Sorry to give this a great big bump but home made raw is back in my radar again.

*1)* When going to the butchers, do you just ask for "lamb breast"? I would have thought this is expensive as lamb tends to be, so I didn't know if you asked for "any offcuts you don't want/can't sell".

*2)* If I am not keen on purchasing a grinder, I can just supplement with egg shell powder or bonemeal?

*3)* In order to create different flavours, do I just replace the 1Kg of meat with a different type? But still add the 500g of lamb breast as a form of bulking agent?

*4)* If I find another source of vitamin D3, can I forget about the salmon?
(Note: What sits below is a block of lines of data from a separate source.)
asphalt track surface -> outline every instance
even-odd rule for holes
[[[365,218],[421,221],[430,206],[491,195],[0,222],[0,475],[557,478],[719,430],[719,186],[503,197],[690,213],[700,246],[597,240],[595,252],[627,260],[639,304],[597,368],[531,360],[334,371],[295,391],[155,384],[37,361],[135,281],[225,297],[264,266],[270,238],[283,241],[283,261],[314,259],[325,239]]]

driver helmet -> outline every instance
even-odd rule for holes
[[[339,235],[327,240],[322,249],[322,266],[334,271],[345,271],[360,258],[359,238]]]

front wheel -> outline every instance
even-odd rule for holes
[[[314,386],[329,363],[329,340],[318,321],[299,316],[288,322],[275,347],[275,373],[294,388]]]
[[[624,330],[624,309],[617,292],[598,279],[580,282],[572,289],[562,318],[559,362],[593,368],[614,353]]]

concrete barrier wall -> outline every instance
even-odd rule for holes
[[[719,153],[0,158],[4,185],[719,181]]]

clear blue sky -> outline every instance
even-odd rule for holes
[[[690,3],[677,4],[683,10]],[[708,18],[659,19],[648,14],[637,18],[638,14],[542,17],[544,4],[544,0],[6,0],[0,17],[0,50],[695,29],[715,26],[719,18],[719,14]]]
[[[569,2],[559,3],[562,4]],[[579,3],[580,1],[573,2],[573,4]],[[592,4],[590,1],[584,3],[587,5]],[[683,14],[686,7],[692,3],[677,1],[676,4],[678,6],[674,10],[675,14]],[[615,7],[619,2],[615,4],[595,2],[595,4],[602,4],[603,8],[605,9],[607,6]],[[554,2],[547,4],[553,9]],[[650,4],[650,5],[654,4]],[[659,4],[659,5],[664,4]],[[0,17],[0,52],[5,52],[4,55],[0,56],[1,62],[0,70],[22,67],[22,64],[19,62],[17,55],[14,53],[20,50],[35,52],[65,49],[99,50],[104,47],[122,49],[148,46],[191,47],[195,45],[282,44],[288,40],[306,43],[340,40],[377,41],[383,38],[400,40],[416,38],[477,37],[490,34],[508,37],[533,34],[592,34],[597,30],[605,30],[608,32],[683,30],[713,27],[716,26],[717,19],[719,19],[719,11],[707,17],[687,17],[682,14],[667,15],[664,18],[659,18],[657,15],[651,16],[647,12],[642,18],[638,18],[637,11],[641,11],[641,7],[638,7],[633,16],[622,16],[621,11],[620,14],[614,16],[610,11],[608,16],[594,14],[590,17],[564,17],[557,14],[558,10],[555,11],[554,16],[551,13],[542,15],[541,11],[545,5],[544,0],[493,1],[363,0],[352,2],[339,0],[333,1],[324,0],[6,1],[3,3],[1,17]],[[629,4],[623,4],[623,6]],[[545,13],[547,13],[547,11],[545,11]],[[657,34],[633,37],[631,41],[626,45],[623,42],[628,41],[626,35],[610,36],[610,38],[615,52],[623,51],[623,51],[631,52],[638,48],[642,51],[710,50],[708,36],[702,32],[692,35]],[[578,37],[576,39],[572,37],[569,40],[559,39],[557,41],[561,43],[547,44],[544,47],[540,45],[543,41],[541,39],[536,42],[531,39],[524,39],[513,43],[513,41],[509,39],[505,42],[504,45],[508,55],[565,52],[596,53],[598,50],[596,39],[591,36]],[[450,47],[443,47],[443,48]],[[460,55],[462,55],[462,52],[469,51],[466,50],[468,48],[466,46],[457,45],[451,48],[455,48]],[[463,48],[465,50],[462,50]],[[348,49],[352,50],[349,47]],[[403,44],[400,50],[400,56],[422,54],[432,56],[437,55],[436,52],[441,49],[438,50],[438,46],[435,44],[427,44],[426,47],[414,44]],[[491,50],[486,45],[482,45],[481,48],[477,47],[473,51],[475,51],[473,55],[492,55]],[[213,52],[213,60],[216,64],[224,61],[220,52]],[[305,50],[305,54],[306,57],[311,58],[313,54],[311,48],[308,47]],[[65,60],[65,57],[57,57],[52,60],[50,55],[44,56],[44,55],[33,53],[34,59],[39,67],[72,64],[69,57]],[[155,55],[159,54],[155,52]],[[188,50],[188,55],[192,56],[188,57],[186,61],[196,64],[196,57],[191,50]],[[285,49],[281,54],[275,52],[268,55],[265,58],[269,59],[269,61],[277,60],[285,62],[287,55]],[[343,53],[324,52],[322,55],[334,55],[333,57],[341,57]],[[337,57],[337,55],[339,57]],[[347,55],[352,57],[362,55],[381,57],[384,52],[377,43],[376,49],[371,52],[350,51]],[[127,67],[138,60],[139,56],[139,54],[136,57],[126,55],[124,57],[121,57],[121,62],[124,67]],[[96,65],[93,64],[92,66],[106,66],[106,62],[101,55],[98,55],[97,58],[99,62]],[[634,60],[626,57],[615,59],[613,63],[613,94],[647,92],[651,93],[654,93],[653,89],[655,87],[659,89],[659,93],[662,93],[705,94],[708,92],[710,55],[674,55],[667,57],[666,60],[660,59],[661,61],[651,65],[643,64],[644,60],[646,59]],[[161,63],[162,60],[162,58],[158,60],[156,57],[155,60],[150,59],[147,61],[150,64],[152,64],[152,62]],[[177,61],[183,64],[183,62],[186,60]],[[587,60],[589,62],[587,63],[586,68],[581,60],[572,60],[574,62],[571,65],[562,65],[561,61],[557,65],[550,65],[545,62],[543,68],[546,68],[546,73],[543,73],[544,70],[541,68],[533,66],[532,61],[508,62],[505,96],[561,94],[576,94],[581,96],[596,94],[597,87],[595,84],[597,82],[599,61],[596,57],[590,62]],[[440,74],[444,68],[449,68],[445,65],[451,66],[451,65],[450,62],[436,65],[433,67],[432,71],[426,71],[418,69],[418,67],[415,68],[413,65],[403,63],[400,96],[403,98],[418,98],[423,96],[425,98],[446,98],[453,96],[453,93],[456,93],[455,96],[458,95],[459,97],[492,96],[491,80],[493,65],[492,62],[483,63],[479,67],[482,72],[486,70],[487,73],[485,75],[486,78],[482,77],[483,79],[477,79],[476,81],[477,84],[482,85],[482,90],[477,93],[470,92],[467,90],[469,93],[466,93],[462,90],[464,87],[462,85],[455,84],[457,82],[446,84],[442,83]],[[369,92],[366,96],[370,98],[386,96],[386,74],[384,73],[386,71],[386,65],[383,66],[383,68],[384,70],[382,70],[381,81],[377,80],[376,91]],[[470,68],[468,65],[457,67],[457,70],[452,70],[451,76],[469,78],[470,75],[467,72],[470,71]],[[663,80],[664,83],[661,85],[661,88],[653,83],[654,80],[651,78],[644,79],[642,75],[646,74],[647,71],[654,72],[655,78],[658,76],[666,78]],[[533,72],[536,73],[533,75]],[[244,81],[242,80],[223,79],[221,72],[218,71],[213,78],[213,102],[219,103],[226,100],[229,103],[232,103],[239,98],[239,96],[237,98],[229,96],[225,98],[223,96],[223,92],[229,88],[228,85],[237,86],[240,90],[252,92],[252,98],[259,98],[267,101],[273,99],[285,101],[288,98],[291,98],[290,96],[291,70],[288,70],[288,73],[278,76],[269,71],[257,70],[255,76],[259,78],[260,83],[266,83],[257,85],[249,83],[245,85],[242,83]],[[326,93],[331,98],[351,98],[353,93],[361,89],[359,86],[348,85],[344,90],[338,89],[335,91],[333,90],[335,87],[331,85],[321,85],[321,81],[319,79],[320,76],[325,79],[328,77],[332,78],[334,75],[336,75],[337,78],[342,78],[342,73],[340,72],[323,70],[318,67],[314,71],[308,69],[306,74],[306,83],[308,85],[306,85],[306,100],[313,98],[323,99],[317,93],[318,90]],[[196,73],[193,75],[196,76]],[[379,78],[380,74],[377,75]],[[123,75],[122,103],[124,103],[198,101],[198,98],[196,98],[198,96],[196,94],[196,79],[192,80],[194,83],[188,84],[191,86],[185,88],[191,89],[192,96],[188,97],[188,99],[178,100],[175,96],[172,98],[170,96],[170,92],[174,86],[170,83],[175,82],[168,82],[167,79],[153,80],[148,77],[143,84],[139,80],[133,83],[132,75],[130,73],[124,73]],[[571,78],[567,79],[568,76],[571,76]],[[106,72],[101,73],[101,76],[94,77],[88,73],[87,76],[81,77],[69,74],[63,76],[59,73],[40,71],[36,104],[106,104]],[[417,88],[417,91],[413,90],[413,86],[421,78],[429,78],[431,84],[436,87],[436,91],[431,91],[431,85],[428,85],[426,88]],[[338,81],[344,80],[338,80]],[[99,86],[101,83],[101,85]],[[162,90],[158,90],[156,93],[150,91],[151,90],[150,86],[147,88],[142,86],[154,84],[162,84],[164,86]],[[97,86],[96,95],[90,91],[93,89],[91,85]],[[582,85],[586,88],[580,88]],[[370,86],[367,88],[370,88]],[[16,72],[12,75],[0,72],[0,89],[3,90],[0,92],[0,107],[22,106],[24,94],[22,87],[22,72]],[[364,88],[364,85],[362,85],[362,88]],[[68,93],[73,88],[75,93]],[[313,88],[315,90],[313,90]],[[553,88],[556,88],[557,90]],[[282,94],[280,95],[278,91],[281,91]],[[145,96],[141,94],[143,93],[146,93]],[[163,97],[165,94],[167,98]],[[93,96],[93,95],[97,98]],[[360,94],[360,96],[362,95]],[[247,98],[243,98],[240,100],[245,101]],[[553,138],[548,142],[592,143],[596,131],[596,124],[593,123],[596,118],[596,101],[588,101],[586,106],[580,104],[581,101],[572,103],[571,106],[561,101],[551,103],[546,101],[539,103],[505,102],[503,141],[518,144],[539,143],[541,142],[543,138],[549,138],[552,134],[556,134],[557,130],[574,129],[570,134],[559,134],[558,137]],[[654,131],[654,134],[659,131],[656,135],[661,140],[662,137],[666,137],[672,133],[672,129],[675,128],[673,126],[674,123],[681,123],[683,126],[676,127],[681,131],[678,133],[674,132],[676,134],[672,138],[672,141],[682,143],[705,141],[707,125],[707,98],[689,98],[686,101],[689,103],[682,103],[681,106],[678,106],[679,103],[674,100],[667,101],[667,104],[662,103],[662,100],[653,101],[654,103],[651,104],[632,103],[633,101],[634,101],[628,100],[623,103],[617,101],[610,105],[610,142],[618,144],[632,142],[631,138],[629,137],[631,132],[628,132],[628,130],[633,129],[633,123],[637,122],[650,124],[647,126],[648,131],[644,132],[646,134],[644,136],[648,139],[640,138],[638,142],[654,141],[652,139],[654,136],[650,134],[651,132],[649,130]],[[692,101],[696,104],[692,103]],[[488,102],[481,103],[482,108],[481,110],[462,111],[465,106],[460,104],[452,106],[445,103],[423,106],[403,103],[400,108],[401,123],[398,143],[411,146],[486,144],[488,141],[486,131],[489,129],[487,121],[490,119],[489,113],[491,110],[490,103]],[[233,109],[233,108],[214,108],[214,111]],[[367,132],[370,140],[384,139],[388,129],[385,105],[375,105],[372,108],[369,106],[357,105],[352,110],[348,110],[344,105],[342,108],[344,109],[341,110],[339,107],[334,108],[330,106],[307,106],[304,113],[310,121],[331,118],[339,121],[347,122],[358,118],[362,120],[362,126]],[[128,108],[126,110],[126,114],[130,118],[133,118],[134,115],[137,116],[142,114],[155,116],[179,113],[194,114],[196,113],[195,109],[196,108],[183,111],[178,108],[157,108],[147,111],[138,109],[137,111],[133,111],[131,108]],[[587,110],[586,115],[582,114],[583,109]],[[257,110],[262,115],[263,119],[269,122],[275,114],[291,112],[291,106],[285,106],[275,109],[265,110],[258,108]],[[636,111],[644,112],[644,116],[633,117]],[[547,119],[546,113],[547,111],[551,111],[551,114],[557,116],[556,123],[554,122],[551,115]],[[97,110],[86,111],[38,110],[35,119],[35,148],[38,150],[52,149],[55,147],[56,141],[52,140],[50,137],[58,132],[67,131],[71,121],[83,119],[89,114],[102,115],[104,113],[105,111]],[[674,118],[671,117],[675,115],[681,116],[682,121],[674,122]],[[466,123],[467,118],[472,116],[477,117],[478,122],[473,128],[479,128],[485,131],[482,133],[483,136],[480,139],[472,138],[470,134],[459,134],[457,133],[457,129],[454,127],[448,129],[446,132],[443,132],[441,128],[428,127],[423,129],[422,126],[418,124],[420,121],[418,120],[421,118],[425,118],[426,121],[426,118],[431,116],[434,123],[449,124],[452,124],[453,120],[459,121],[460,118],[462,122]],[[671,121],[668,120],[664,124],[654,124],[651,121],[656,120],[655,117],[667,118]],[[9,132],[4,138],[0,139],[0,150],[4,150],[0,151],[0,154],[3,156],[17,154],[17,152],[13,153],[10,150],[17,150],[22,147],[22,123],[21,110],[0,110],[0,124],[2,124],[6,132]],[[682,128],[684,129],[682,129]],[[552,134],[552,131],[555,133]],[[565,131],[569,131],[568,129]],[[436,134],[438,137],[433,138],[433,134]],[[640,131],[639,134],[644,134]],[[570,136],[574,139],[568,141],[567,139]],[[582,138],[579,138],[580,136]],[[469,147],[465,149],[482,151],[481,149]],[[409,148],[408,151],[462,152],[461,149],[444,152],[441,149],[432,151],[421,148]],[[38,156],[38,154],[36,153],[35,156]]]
*5)* Are there any other heart and kidney that I can use? Or was the first recipe just an example of a lamb flavoured batch? (So if I was doing a chicken batch, I'd use the same amount of chicken heart and kidney, same with beef and rabbit?)

Thank you for reading.


----------



## Cookieandme (Dec 29, 2011)

Maybe I am too shy but I don't ask for off cuts, I guess the whole point of it for me is I know what I am putting in her food. 

I have started to place an order with the butcher that way he doesn't have to bone out the breast while I am there. So yes I ask for 500grms of boneless breast - unrolled. Normally a butcher will roll and tie a lamb breast. The piece I bought last week was 598grms and was £5.38. 

When I made the boneless version I used bonemeal powder but I am sure it made her a little constipated. But I do add the eggshell powder as mentioned in the recipe to balance the ca/ph. 

I just vary the 1kg main meat, the last batch was rabbit and venison, but have used beef, pork and turkey thigh. 

I use lamb heart, kidney and liver because it's easy and readily available. 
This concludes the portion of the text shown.